Mr Edis QC for the Crown referred us to R v Magira [2008] EWCA Crim 1939, not on all fours with this case but he suggests of some assistance. The husband of a pregnant woman obliged her to terminate her pregnancy against her will. He pleaded guilty. The starting point was 5 years with a 25% discount for plea and his appeal against sentence was dismissed. We discerned little beyond general principle: presented with a novel sentencing exercise the judge should stand back and assess the facts before approaching the task.
As a consequence of the professional opinion of Dr Frazer, the judge had no option but to treat her as a normal, rational individual who did what she did for reasons of her own, never adequately explained.
There are the following aggravating features: the termination was at full term; the body has never been recovered; there was careful planning and acquisition of the abortifacient; the criminal acts were done despite considerable experience of pregnancy and its range of consequences. There are these mitigating features: the plea of guilty, the views of Dr Frazer, a man of significant experience, that Mrs Catt appeared very remorseful, and of Ms Lowe that her emotional attachment to a child in utero is difficult; Mrs Catt has two young children to whom it is accepted she is a good mother and whose development will be adversely affected by her absence from the family home.
As we said at the commencement of this judgment, this woman from, at the latest, her undergraduate years had a history of struggle. Her obstetric history we suggest would, without more, prompt attention to her emotional state. As years have gone by, nothing has happened to contradict that. We find remorse a stratified, subtle, challenging concept against the backdrop of all we know. We have considered Mrs Catt's disinclination, if that be the correct word, to identify where the body lies. We suspect that this too is complicated.

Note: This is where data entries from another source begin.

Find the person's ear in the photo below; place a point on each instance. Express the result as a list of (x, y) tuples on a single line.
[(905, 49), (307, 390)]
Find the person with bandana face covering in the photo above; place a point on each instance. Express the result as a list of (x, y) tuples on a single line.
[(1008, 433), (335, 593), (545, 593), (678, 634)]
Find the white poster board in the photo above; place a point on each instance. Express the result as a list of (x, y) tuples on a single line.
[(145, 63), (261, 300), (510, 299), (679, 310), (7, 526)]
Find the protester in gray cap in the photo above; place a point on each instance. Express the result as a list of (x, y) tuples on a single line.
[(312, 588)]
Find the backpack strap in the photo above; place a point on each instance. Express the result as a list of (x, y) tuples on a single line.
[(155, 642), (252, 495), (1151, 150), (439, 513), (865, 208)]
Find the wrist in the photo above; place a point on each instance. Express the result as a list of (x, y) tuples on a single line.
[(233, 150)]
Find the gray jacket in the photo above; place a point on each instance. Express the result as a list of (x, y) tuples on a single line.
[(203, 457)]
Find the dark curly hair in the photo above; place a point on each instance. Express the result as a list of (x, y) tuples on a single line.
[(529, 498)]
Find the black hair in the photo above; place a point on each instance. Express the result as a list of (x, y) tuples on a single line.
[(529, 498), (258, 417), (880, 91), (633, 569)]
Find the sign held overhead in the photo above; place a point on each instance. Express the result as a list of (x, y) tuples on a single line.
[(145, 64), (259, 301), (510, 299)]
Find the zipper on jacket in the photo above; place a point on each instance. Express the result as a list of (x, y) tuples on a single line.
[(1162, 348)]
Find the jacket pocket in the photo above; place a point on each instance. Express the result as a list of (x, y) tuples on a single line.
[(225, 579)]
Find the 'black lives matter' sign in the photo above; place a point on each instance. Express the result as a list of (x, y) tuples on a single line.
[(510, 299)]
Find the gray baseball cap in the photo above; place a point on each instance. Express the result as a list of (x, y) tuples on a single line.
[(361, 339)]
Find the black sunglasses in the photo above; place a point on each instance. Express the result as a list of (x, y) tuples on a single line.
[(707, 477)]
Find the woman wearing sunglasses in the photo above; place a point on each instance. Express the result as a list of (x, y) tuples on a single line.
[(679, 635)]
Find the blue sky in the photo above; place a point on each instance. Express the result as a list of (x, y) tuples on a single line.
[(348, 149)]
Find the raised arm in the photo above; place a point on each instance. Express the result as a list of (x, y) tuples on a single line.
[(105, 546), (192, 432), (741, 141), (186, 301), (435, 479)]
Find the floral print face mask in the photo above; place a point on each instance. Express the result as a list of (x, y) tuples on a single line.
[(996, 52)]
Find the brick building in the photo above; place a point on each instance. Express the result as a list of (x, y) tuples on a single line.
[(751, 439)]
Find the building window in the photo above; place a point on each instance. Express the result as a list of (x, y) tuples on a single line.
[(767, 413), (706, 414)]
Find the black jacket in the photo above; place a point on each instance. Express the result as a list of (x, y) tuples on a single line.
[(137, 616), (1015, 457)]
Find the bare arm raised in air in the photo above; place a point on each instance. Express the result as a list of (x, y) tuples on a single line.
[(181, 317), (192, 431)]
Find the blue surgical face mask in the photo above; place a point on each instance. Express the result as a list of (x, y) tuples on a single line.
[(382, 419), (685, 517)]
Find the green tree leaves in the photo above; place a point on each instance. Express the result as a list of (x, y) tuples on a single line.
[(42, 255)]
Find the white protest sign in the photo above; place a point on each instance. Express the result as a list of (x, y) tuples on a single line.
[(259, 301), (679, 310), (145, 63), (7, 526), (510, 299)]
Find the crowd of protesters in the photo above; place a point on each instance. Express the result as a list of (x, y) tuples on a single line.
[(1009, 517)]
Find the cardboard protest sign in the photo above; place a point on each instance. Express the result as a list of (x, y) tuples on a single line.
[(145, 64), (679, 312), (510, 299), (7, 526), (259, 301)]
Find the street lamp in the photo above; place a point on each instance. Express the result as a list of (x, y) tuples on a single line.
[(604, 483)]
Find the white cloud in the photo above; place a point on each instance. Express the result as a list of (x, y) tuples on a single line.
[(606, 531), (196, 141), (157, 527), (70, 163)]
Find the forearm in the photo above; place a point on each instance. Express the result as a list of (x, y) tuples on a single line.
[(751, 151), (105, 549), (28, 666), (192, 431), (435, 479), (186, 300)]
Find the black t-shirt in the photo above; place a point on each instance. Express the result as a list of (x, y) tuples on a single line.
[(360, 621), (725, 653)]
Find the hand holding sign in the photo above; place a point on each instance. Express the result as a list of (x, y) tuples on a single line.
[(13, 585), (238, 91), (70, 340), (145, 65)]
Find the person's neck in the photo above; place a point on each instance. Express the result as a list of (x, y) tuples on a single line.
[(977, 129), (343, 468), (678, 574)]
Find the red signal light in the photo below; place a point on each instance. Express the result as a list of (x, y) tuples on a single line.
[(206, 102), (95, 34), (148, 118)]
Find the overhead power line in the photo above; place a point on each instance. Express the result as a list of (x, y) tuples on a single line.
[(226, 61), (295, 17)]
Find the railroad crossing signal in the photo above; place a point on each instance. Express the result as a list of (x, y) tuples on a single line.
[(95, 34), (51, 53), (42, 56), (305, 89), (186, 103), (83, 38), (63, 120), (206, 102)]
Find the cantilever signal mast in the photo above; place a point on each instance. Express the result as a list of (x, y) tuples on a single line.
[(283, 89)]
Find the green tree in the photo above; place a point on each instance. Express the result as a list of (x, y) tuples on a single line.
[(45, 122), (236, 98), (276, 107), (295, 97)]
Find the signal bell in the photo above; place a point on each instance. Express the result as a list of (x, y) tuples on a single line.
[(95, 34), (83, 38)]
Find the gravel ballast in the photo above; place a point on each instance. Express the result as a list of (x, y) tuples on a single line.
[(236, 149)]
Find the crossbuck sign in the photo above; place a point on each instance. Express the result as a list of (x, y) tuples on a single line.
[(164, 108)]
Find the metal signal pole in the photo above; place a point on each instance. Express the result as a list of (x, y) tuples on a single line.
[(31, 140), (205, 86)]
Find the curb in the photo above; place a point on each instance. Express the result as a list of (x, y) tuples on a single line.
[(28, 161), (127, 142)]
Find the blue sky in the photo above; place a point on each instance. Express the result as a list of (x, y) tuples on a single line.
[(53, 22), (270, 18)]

Where a case is novel, as everyone accepts this is, the court's task is to reach a view on culpability and harm - the extinguishing of a life about to begin. The route to our conclusion draws upon the richness of jurisprudence on other offences, and to the desire of the court to achieve a just outcome.
Of one thing we are confident: a wise disposition of this case should remember two young children and a notably forbearing husband. We cannot improve on the final words of his letter: "I hope as a family we can stay together and provide the children with good experiences that they can look back on with fondness in their later life." The sooner that hope is restored to them, the better. This was an extraordinarily difficult sentencing disposition. The judge had help neither from jurisprudence nor statute. In our view, however, a starting point of 12 years was manifestly excessive and, after reduction for plea, 8 years similarly so. The appropriate starting point was in the region of 5 years and, loyal to the judge's assessment of credit for the plea, the end result should be a term of imprisonment of 3 1/2 years. To that limited extent, this appeal succeeds.